If the MemoryError was due to some large allocation failing, or enough of the stack has been unwound, then allocations may actually work.
This is quite a tricky one to reproduce in the gunicorn dev server. I was trying to fetch systems CSV and gradually reducing rlimit_as until it no longer succeeded. The problem was that below 660000000 rather than hitting a MemoryError in Python land, the worker would abort with this bizarre message: libgcc_s.so.1 must be installed for pthread_cancel to work That turned out to be because the MySQL client libraries do some pthread hackery which involves spawning a new thread that calls pthread_exit() on itself: http://osxr.org/mysql/source/mysys/my_thr_init.c#0054 But in order to implement stack unwinding in pthread_exit() glibc also has some hackery which dlopen's libgcc_s.so in order to use GCC's stack unwinding machinery: https://sourceware.org/ml/libc-help/2009-10/msg00023.html But the dlopen() was failing with ENOMEM because rlimit_as was already exceeded.
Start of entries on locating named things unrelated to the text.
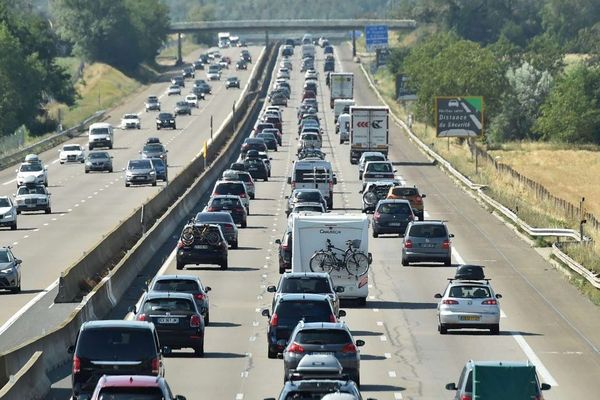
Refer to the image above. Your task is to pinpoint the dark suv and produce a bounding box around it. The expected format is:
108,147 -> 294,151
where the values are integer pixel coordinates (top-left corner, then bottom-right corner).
69,320 -> 165,400
177,220 -> 228,269
262,294 -> 346,358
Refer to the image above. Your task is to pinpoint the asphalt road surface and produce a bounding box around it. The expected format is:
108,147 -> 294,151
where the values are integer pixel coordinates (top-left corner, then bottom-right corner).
43,47 -> 600,400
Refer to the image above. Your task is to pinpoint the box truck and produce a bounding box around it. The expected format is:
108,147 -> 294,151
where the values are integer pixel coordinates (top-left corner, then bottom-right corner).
290,213 -> 371,305
350,106 -> 389,164
329,72 -> 354,109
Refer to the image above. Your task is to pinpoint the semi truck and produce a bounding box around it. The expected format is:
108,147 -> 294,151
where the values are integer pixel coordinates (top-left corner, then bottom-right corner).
350,106 -> 389,164
329,72 -> 354,109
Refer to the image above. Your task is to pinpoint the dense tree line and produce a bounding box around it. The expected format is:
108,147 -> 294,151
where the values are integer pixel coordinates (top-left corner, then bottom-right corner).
388,0 -> 600,144
0,0 -> 75,135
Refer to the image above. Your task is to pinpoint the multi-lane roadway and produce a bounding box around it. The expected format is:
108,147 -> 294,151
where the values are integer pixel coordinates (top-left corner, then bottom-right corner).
16,41 -> 600,400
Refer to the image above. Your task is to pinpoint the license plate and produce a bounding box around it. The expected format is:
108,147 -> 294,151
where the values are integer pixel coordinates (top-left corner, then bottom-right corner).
158,318 -> 179,324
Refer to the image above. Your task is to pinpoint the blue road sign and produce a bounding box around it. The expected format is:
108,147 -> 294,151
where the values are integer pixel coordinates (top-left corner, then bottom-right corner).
365,25 -> 388,51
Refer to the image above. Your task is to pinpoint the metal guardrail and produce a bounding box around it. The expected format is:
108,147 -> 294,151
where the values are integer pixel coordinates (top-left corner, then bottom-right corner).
360,64 -> 600,289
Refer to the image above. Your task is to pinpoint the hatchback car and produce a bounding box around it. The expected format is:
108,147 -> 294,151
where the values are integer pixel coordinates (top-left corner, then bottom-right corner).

Anyway, it turns out I could reproduce the MemoryError by exporting the system key-values CSV with rlimit_as 700000000, I guess because the system key-values CSV is much larger and involves loading more stuff into the SQLAlchemy session. (This is using a production db dump.)
On Gerrit: http://gerrit.beaker-project.org/3216
This bug will stay at ON_QA until 0.17.3 passes smoke testing. We decided that independently verifying the fix was not feasible given how difficult it is to reproduce the exact failure scenario. While writing the patch I did verify on my development VM with a production DB dump that the worker process now aborts if session.close() fails due to MemoryError.
Beaker 0.17.3 has been released (https://beaker-project.org/docs/whats-new/release-0.17.html#beaker-0-17-3)